Let $f_n$ be a sequence of random variables such that $\mu ( \{f_n = 0 \}) = 1 - \frac{1}{n^2}$ and $E(f_n) = 0.$ I have to prove that $f_n$ obeys the Strong Law of Large Numbers.
In order for a sequence to obey SLLN, we must prove $$\mu \left( \bigcap_{N=1}^{\infty} \bigcup_{n=N}^{\infty} \{ \omega: | \frac{1}{n} \sum_{j=1}^n f_j (\omega) | \ge \frac{1}{k} \} \right) = 0 \text{ } \forall k$$ or equivalently, $$\sum_{n=1}^{\infty} \mu \left( \{ \omega: | \frac{1}{n} \sum_{j=1}^n f_j (\omega) | \ge \frac{1}{k} \} \right) < \infty \text{ } \forall k$$
From the fact that $\mu ( {f_n = 0}) = 1 - \frac{1}{n^2}$, I can show via Borel-Cantelli lemma that $$\mu \left( \bigcup_{N=1}^{\infty} \bigcap_{N=n}^{\infty} \{ f_n = 0 \} \right) = 1$$ which means $$\mu \left( \bigcap_{N=1}^{\infty} \bigcup_{N=n}^{\infty} \{ |f_n| > 0 \} \right) = 0$$ but don't see how to use this info to actually prove SLLN.
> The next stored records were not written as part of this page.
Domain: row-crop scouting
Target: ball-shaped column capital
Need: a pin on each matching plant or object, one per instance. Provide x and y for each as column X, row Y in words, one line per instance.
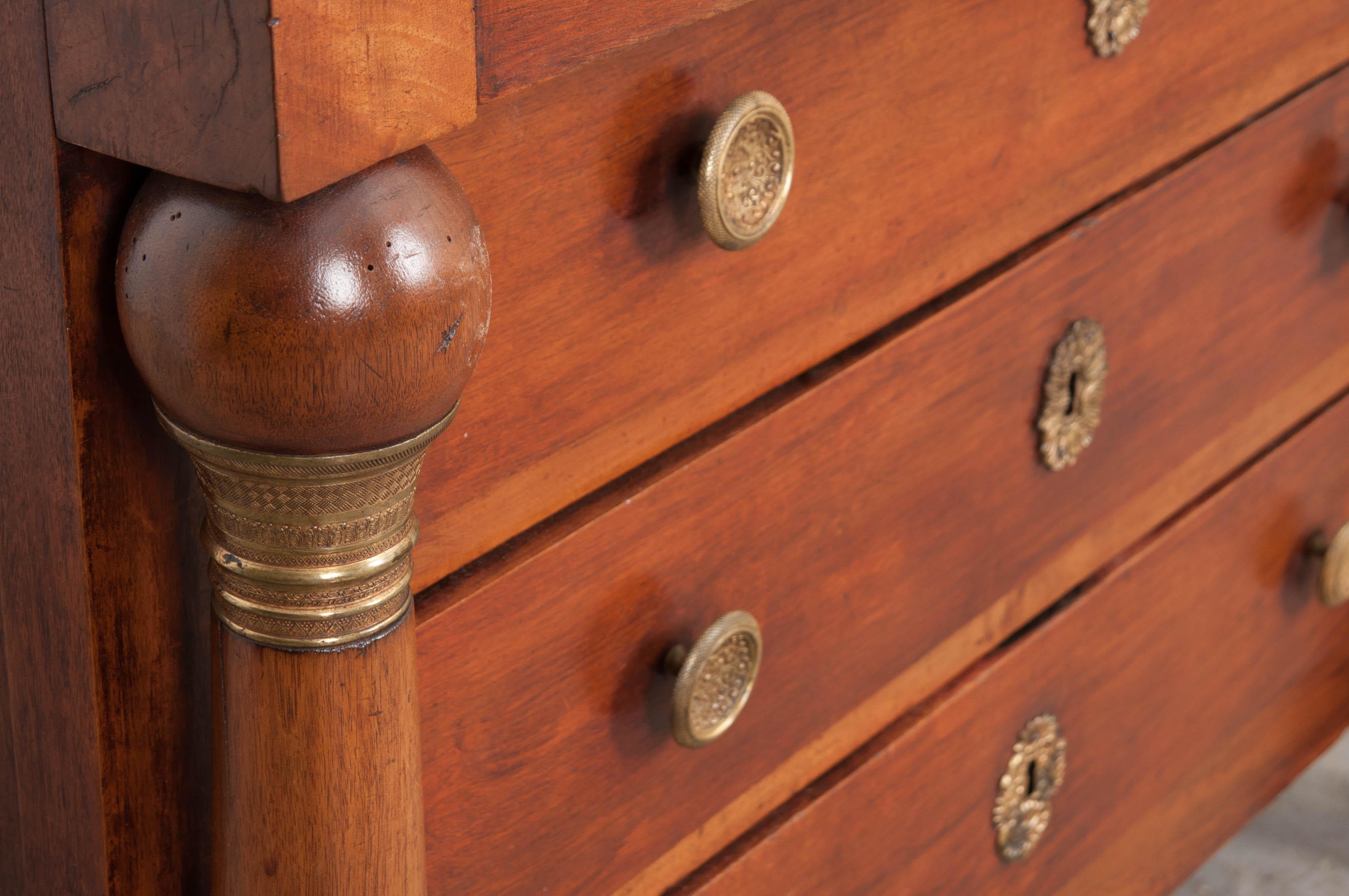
column 343, row 322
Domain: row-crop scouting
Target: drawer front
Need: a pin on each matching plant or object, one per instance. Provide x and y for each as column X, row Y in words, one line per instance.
column 885, row 527
column 1210, row 644
column 933, row 140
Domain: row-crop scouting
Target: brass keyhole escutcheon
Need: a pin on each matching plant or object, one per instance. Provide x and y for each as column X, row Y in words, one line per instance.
column 1074, row 388
column 1034, row 775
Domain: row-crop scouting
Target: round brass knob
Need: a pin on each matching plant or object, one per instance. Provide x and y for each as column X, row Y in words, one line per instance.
column 716, row 678
column 1335, row 570
column 746, row 170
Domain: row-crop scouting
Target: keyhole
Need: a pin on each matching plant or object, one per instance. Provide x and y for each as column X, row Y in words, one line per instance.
column 1073, row 394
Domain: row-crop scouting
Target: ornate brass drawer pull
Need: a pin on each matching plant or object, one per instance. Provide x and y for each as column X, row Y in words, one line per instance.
column 1335, row 570
column 1115, row 25
column 716, row 678
column 1034, row 776
column 1074, row 388
column 746, row 170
Could somebody please provide any hints/ideas?
Use Borel-Cantelli: $$\sum_{k\in \mathbb{N}}\mu(\{f_k\neq 0\})=\sum_{k\in \mathbb{N}}\frac{1}{k^2}<\infty\implies \mu(\{f_n\neq 0 \textrm{ i.o.}\})=0\implies \\\implies \mu(\{f_n=0,\,\forall n \geq N\textrm{ for some }N\})=1$$ This implies that for a.a. $\omega$ $$\lim_{n \to \infty}\sum_{k\leq n}\frac{f_k(\omega)}{n}=\lim_{n \to \infty}\sum_{k\leq N(\omega)}\frac{f_k(\omega)}{n}=0$$ so that the average converges to $0$ $\mu$-a.s.